I'm trying to determine the time that it takes for a machine to receive a packet, process it and give back an answer.
This machine, that I'll call 'server', runs a very simple program, which receives a packet (recv(2)
) in a buffer, copies the received content (memcpy(3)
) to another buffer and sends the packet back (send(2)
). The server runs NetBSD 5.1.2.
My client measures the round-trip time a number of times (pkt_count
):
struct timespec start, end;
for(i = 0; i < pkt_count; ++i)
{
printf("%d ", i+1);
clock_gettime(CLOCK_MONOTONIC, &start);
send(sock, send_buf, pkt_size, 0);
recv(sock, recv_buf, pkt_size, 0);
clock_gettime(CLOCK_MONOTONIC, &end);
//struct timespec nsleep = {.tv_sec = 0, .tv_nsec = 100000};
//nanosleep(&nsleep, NULL);
printf("%.3f ", timespec_diff_usec(&end, &start));
}
I removed error checks and other minor things for clarity. The client runs on an Ubuntu 12.04 64-bit. Both programs run in real-time priority, although only the Ubuntu kernel is real time (-rt). The connection between the programs is TCP. This works fine and gives me an average of 750 microseconds.
However, if I enable the commented out nanosleep call (with a sleep of 100 µs), my measures drop 100 µs, giving an average of 650 µs. If I sleep for 200 µs, the measures drop to 550 µs, and so on.

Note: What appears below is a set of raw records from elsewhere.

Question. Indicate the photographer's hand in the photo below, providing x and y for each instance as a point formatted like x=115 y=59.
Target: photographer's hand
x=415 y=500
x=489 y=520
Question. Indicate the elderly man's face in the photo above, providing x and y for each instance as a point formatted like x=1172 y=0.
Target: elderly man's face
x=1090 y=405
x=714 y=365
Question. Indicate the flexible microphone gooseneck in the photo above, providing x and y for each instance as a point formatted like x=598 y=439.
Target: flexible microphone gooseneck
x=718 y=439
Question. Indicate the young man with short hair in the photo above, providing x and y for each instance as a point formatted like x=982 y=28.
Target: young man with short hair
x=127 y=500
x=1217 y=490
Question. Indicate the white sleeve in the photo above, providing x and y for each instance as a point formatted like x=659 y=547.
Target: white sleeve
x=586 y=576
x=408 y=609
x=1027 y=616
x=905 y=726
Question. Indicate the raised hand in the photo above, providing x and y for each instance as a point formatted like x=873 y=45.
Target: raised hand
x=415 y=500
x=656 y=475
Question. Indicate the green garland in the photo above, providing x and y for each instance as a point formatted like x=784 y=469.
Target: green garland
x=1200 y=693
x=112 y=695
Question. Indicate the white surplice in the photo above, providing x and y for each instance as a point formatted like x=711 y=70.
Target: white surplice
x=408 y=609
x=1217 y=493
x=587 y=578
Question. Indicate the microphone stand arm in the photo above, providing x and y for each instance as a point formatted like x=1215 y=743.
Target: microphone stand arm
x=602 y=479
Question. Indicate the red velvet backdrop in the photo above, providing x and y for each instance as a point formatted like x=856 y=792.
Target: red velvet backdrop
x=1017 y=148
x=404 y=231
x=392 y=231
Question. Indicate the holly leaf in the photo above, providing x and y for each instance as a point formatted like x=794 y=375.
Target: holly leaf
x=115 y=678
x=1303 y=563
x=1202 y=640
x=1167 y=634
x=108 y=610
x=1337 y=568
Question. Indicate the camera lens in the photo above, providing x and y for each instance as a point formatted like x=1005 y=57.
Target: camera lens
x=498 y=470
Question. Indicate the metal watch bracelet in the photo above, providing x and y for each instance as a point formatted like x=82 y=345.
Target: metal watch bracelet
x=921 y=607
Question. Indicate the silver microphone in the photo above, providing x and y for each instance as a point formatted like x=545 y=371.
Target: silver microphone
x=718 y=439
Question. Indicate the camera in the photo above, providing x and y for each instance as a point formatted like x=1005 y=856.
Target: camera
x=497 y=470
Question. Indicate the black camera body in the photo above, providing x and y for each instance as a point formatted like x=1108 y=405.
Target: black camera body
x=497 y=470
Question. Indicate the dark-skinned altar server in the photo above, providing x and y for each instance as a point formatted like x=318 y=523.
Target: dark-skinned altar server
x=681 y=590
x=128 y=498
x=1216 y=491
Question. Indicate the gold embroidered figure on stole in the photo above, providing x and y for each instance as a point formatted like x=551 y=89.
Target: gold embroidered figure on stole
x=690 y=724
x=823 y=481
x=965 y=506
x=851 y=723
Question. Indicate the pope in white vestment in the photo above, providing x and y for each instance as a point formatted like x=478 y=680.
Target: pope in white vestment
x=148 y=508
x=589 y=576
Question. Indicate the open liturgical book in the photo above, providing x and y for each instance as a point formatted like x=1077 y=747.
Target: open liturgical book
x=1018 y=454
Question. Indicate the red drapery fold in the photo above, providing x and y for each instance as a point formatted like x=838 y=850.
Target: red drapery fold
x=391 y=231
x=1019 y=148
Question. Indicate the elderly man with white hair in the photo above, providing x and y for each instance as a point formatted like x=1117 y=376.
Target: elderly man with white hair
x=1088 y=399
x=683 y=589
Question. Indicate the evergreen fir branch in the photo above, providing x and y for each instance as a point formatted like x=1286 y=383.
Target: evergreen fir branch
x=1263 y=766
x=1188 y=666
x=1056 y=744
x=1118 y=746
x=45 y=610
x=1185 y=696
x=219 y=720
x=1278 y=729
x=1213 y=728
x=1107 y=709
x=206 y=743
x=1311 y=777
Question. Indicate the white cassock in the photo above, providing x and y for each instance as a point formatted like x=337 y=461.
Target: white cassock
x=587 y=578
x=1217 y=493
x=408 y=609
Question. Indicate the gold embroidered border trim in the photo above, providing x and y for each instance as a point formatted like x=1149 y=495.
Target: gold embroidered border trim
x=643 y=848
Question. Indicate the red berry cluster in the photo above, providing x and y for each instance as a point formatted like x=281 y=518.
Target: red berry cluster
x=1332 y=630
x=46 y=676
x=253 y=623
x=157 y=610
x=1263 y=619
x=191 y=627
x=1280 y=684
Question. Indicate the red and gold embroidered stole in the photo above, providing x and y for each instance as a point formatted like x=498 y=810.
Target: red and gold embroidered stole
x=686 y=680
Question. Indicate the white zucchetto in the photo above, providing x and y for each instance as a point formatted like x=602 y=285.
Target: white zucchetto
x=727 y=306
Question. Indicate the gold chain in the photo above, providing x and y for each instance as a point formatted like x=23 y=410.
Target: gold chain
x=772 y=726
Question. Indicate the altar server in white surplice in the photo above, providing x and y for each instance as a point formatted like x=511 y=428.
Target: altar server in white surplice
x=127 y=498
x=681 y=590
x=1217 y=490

This goes up until a sleep of 600 µs, giving an average of 150 µs. Then, if I raise the sleep to 700 µs, my measures go way up to 800 µs in average. I confirmed my program's measures with Wireshark.
I can't figure out what is happening. I already set the TCP_NODELAY socket option in both client and server, no difference. I used UDP, no difference (same behavior). So I guess this behavior is not due to the Nagle algorithm. What could it be?
[UPDATE]
Here's a screenshot of the output of the client together with Wireshark. Now, I ran my server in another machine. I used the same OS with the same configuration (as it is a Live System in a pen drive), but the hardware is different. This behaviour didn't show up, everything worked as expected. But the question remains: why does it happen in the previous hardware?
[UPDATE 2: More info]
As I said before, I tested my pair of programs (client/server) in two different server computers. I plotted the two results obtained.
The first server (the weird one) is a RTD Single Board Computer, with a 1Gbps Ethernet interface. The second server (the normal one) is a Diamond Single Board Computer with a 100Mbps Ethernet interface. Both of them run the SAME OS (NetBSD 5.1.2) from the SAME pendrive.
From these results, I do believe that this behaviour is due either to the driver or the to NIC itself, although I still can't imagine why it happens...